A personal loan is a loan that is taken by the borrower to satisfy the personal needs of an individual. The loans can be obtained for five years maximum. Multiple banks and finance companies provide loans to the borrowers at low-interest rates or, say, competitive interest rates. The loans can thus be availed at lower interest rates by negotiating with the lender. The loan installments start with immediate effect from the time since the loan is taken. The credit score of the borrower should be good in case of availing of loans. The loans interest rates should be checked thoroughly on the internet before applying for the loans. There is a wide range in which the interest rates are being charged. There is a drastic difference between the interests charged by various lenders. The banks may also sometimes charge a pre-payment penalty to the borrower to repay the loans early. The banks approve the loans with minimal documentation and on a quick basis as the loan amount is short. The banks charge a penalty on the loans been taken if the borrower delays or defaults on the loans.
The benefit of the personal loan is that the borrower does not have to dig into the savings and can utilize the funds gained from the bank for personal use like marriage purpose, renovation purpose, medical purpose, travel purpose & for the purchase of white goods.ETC. Obtaining funds for personal purposes and repaying them on time can help the borrower improve the credit score, thus making a clear way to approve future credits. Personal loans while applying are also charged with processing fees to the borrower by the lender; the rest, no other charges are levied on the borrower. The loans can be repaid in lower installments of lower than five years in case of a higher salary or an increase in the borrower’s salary. The terms & conditions of the borrower should be thoroughly be checked by the borrower before applying for the loans. If the terms & conditions are not found to be satisfactory, then, in that case, the borrower should check for another lender who has favorable terms & conditions of the borrowers. The personal loans should be taken in lesser amounts despite the bank approving higher amounts, as repaying a higher amount means higher the interest amount and also a higher burden on the borrower.
Mistakes to avoid while taking personal loans
If the borrower does not submit the proper documents or some of the documents are missing then in that case the personal loan application may get rejected. The income proof can be one of the major documents required along with the address proof. If the applicant is unable to provide the proper address proof then in that case the personal loans application may get rejected.
Taking excessive credits:
Loans should be taken appropriately by the borrower. Taking excessive credits may increase the burden on the borrower. Loans can be taken up to a maximum of Rs.25 lakh by the borrower in the case of personal loans. If excessive borrowing of the loans is being done then that case the burden of the repayment can increase excessively on the borrower. Also taking multiple loans at a time can even increase the burden excessively on the borrower.
Low CIBIL score:
If the borrower’s CIBIL score is less than 750 then in that case the borrower’s loan application may get rejected. Thus having a better CIBIL score is necessary. The borrower can check for the CIBIL score in case of the verification of the score. If the CIBIL score is found to the inappropriate then in that case the borrower may improve the CIBIL score by paying the existing EMI’s on time.

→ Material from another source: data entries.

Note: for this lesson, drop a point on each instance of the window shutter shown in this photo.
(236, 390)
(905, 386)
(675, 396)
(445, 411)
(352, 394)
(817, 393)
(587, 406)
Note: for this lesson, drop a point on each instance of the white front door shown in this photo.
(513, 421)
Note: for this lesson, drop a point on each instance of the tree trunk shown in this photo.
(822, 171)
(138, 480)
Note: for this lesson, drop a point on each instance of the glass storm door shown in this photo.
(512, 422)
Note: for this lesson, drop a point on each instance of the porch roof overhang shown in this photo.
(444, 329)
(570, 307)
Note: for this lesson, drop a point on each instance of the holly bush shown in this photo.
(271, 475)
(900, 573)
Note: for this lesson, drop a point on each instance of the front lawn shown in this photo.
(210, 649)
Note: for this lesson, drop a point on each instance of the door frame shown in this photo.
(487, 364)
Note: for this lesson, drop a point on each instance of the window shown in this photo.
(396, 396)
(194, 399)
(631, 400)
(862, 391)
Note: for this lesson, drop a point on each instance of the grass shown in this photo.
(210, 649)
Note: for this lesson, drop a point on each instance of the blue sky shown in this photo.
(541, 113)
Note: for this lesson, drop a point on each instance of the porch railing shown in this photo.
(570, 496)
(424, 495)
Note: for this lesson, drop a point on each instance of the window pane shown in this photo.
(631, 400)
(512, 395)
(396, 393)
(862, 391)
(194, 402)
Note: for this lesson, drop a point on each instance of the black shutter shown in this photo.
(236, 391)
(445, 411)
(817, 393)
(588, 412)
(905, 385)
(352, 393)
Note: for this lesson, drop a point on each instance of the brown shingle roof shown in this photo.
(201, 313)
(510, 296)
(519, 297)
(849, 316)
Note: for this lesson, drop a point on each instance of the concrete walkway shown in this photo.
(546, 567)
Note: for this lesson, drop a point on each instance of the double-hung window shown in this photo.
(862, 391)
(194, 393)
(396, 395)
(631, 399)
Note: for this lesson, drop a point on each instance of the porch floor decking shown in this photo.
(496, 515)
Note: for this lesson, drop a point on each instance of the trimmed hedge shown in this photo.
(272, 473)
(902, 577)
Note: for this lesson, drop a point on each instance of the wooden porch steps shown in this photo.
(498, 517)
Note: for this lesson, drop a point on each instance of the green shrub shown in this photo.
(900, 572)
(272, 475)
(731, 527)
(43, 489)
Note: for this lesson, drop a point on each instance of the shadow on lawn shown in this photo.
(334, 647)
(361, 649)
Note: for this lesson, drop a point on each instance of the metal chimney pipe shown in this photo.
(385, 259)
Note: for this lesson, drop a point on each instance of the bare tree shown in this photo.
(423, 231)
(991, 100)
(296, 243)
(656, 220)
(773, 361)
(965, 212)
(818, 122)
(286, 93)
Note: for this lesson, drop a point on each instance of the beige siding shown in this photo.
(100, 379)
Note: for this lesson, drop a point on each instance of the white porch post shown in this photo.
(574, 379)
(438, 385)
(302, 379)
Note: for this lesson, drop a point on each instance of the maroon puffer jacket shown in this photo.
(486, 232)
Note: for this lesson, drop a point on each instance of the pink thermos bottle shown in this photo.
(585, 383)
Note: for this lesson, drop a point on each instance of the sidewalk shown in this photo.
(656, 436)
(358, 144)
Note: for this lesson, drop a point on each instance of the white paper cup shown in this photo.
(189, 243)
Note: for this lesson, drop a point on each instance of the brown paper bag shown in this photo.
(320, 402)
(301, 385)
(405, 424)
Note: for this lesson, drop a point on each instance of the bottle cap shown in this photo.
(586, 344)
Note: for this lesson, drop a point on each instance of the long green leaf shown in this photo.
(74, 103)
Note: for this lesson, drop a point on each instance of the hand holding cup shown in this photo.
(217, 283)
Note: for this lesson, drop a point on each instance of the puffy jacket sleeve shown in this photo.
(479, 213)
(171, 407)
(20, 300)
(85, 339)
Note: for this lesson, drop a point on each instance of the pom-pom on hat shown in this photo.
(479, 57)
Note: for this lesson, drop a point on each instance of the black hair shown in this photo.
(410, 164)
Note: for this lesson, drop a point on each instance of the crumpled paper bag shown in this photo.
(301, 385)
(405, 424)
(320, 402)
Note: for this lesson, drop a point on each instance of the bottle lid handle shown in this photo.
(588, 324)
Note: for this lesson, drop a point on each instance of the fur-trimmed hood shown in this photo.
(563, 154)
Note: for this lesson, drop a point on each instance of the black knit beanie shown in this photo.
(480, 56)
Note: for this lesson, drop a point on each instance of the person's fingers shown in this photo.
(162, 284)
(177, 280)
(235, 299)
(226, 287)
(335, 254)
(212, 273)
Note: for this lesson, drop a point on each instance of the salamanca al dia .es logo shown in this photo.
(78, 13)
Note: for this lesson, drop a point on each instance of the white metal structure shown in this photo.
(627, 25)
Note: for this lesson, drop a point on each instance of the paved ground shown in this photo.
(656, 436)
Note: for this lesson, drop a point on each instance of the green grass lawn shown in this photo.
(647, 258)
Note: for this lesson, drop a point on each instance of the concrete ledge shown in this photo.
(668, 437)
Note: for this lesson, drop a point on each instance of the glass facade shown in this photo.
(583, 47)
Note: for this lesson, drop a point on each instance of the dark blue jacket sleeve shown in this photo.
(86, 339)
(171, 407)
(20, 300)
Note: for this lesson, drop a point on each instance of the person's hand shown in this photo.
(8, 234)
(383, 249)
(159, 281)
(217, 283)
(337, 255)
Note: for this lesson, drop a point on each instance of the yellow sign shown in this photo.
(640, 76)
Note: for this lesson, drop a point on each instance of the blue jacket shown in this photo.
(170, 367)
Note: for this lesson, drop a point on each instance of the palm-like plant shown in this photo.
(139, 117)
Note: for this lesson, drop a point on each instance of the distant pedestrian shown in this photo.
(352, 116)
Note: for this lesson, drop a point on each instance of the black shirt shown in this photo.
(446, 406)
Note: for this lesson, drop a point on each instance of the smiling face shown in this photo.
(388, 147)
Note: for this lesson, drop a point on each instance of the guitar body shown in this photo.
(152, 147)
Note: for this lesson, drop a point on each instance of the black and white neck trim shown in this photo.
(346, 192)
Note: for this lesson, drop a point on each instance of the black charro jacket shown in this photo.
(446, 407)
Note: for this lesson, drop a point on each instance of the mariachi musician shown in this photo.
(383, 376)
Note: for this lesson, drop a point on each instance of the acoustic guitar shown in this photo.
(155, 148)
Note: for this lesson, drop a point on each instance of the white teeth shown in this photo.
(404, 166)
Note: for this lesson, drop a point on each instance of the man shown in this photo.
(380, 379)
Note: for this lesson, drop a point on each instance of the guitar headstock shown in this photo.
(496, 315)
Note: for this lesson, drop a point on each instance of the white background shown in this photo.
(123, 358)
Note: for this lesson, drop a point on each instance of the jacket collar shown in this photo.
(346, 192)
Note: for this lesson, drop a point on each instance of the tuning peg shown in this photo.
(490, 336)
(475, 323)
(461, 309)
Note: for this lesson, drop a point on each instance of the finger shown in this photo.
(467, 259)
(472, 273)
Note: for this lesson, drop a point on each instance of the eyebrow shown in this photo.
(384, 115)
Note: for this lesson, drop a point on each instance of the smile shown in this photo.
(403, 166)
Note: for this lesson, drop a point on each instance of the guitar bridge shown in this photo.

This can help an individual improve the CIBIL score thus making it easy to obtain personal loans on time.
The borrower should take care that the loans should be repaid on time and also proper documentation be maintained. The personal loans can be taken up to a maximum of Rs.25 lakh however the actual approval of the loans depends upon the income of the borrower. Having a good CIBIL score is also necessary in case of the approval of loans by the borrower.